Mañana es la inauguración de mi propio negocio, un bufete de abogados. Soy Karla, tengo 35 años y me siento increíblemente feliz de poderte contar mi anécdota. Estoy tan emocionada por el día de mañana, que estoy echando un vistazo a mi pasado, y me doy cuenta de que es muy claro que esto pude haberlo hecho, cuando menos, hace cinco años atrás, pero no tenía muy claras mis metas ni tampoco sabía que, hasta cierto punto, estaba perdiendo mi tiempo en pequeñeces.

Soy una mujer completamente independiente, soy madre soltera de una pequeña de 1 año, fue una bebé planeada debido a mi edad, aunque no tengo pareja formal, no quería que el tiempo me dejara sin la posibilidad de ser madre, así que una vez que tuve la estabilidad económica que tanto había soñado decidí ser madre. Pero esa es una historia muy distinta a la que te quiero contar hoy. 

Como bien dije al inicio, estaba recordando mi pasado, para ser más específica, cuando tenía apenas 19 años; en aquellos bellos y jóvenes años llenos de energía y de esas ganas desesperadas por comerme al mundo, creo que era tanta mi ansiedad, que dejé pasar algunas oportunidades y me enfoqué solo en el momento, no tenía idea de las maravillas que podía lograr como Sugar Baby.

Para que sepas exactamente todo sobre mi experiencia siendo Sugar baby, déjame contarte un poquito sobre mis orígenes. Yo provengo de una familia de clase media, ni muy pobre, ni tampoco rica, simplemente el estándar de familia mexicana. Soy hija única, por lo que en realidad no viví carencias en mi infancia ni en ninguna etapa de mi vida, pero lo que pasa es que nunca estuve conforme con nada. Yo siempre quería más de todo. ¡Siempre, hasta la fecha!

Mi experiencia como sugar baby, comienza aquí, pero sin tener mis metas claras

Y cuando me llegó la hora que le llega a toda mujer, esa en la que descubres el poderoso efecto de tus curvas, ¡la bendita herencia femenina! Y también el poder de tus pechos y glúteos, todo el kit para que me entiendas. En mi caso fue a los 18 años, fue la primera vez que me cruzó por la cabeza hacer uso efectivo de mis atributos como mujer. Antes de eso solo vivía en la absurda fantasía y en la espera del “mentado” príncipe azul.

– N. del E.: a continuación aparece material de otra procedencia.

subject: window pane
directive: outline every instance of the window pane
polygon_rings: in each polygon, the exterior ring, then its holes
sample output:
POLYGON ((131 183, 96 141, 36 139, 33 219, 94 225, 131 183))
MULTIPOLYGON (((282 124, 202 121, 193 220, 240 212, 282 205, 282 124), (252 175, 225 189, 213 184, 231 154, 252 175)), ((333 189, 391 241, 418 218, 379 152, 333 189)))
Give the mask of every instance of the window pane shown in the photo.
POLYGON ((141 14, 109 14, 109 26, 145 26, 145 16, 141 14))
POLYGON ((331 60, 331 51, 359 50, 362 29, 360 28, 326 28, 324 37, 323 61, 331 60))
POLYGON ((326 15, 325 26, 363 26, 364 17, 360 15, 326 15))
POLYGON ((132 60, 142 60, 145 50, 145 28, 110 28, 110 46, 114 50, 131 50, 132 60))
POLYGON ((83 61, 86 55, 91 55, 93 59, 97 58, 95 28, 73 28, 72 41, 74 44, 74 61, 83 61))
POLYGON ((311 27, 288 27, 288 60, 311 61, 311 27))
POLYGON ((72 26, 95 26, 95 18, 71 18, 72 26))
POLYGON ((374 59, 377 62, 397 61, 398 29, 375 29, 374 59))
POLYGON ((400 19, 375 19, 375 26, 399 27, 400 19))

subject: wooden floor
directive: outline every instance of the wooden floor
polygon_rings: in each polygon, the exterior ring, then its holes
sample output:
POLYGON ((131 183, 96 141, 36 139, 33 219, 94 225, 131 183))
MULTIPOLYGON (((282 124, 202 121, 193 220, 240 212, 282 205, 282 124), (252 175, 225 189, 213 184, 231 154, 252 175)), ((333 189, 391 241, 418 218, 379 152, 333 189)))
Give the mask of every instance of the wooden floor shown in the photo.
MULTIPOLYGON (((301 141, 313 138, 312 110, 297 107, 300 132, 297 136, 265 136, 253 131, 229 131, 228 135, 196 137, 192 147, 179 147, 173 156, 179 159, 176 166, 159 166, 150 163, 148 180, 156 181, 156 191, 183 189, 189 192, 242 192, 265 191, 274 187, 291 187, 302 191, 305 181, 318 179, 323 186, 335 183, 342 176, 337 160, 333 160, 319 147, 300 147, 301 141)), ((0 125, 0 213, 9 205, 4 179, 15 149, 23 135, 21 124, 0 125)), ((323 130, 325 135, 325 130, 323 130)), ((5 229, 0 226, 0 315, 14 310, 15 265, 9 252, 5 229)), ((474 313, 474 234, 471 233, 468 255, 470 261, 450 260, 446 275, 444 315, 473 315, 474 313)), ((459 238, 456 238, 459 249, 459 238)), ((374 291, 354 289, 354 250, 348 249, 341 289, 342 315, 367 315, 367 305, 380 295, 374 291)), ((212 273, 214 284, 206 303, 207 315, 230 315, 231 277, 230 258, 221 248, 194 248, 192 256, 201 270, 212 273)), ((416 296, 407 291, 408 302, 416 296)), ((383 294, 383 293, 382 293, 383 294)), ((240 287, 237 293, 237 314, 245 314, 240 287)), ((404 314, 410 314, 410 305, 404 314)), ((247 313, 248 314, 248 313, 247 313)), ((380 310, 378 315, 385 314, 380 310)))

Había un profesor en la preparatoria que tenía fama de “rabo verde” y yo me sentí atraída por la idea de lograr seducir a un hombre como él, con vasta experiencia por su historial con las jóvenes menores que él. Yo lo veía como un reto, si él se fijaba en mí, significaría un mini triunfo para mi ego, significaría que podía hacer uso pleno de mi poder femenino, para usar a los hombres a mi beneficio.

 

Así que puse en marcha mi mente depredadora y con poca dificultad y poco esfuerzo conseguí mi objetivo. Al poco tiempo ya tenía a ese hombre con su atención puesta en mí, el error mío fue por supuesto, ¡no saber qué hacer con ello! ¿Y ahora qué seguía? De modo que, estando aún muy verde en esto, no supe aprovechar los beneficios desde el inicio, y así sucedió con ese y los siguientes hombres de mi vida. Sí obtuve algo, pero mínimo comparado con lo que más adelante se me ofreció.

La práctica nos hace expertos

Bien dicen que nadie nace sabiendo nada, y es muy cierto, la práctica nos hace expertos en las distintas áreas de la vida. Cuando ese profesor era mi amante, pues el beneficio en sí fue en el ámbito académico, que en ese momento era lo máximo, porque siendo una party girl no me tenía que preocupar por las notas escolares, podía pasármela relajada y sabía que mi apuesto e influyente profesor velaría por mis calificaciones al final de las evaluaciones.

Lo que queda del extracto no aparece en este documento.